Cress felt a stab of betrayal. Grammy was her person. The only one who truly understood her endless fascination with potions and her tendency to say exactly what was on her mind and her somewhat unorthodox opinion of the other High Races. Grammy knew about the friendship Cress had already formed with Emma, and she didn’t care that Emma was human. She wouldn’t have cared if Emma was shifter or even vampire. Like Cress, Grammy knew a person’s worth extended beyond his or her race.
Cress thought she and Grammy shared everything. Apparently she’d been wrong.
“For most of your life,” Dad said, “Grammy has been working to find some potion or charm that will release you from this curse. But nothing has worked so far.”
“How do you know? If I’m not yet sixteen, then perhaps something she’s done has—”
“You still have the mark of the curse,” Mom said gently. She rose from her chair and moved to Cress’s side. “It’s here, on your right wrist. A freckle shaped like a diamond. It appeared when the Godmother cursed you and has never gone away.”
Cress swallowed, staring at the freckle with growing dread. “Where is Grammy?” she asked, trying to keep the shudder from her voice. “Why isn’t she here? I can’t die without saying goodbye to her.”
“She’s going to meet us at the Mages’ Guild. We’re going there this evening, after dinner. Or now, I suppose, since I doubt any of us can stomach a single mouthful right now.”

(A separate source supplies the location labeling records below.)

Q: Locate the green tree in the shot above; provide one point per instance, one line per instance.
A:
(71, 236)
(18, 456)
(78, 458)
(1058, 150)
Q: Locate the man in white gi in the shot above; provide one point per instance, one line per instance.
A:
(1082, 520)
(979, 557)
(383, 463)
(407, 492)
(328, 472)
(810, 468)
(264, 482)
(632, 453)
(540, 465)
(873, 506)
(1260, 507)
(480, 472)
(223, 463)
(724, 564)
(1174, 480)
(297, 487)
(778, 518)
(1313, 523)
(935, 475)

“The Mages’ Guild?” Cress pictured the grand institution located at the end of a winding avenue of oak trees just outside Vale City. Surrounded by solid walls and grounds almost as extensive as Belmont Palace—home to the country’s fae royal family—it wasn’t the most … accessible of places. “I don’t think they allow people to just walk in there, Mom. Not even in the middle of the day, let alone after hours.”

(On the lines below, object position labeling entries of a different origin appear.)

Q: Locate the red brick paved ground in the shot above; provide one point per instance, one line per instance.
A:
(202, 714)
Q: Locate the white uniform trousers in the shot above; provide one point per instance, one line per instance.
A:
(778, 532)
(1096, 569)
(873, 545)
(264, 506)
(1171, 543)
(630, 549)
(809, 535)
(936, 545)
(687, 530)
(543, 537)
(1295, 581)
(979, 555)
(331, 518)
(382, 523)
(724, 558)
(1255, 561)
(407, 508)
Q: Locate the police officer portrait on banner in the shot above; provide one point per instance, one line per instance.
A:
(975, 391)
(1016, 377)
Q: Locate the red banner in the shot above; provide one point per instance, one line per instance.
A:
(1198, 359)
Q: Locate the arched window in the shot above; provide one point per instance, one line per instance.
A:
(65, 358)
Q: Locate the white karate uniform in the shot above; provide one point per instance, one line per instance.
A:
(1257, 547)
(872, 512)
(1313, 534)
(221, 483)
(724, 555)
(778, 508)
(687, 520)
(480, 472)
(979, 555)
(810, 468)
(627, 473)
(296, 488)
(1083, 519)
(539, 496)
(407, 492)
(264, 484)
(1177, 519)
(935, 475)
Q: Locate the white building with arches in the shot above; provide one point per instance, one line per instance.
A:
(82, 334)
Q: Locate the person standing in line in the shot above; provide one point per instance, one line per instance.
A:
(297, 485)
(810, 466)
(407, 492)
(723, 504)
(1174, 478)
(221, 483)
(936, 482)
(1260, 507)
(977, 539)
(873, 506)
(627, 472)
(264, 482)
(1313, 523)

“I don’t care. Someone there has to help us. We’ll pay anything. We may not be the wealthiest family in the city—not like those living in the Arabesque Hills—but we are most certainly high society and they will help us.”
Cress would have rolled her eyes if the situation wasn’t so serious. In her opinion, Mom placed far too much value on the concept of high society.
“Apparently there is no wish, no potion, no Essence—no magic of any sort—that can save you from this curse,” Mom continued. “But that doesn’t mean magic can’t bring you back to life. When you die, the Mages’ Guild is the best place we can possibly be. They are the most skilled, the most powerful—”
“Not as powerful as the Godmother,” Cress pointed out. “Why not summon her again and ask to change the terms of the deal?”
“Do you think we haven’t tried that?” Dad asked. He was standing now too, striding toward Cress. He took her hand, his grip almost painful it was so tight. “I would do anything—anything—to save my little girl. Both your mother and I have tried many times to summon the Godmother again. But either she hasn’t received our summons, or she chooses to ignore us.”
“The last thing she said to us was that she does not deal a second time with those who refuse to pay the price of a wish,” Mom said. “It would seem she was telling the truth.” She exhaled heavily and looked at Cress. “We have to fix this ourselves. Go and get ready. We’re leaving in twenty minutes.”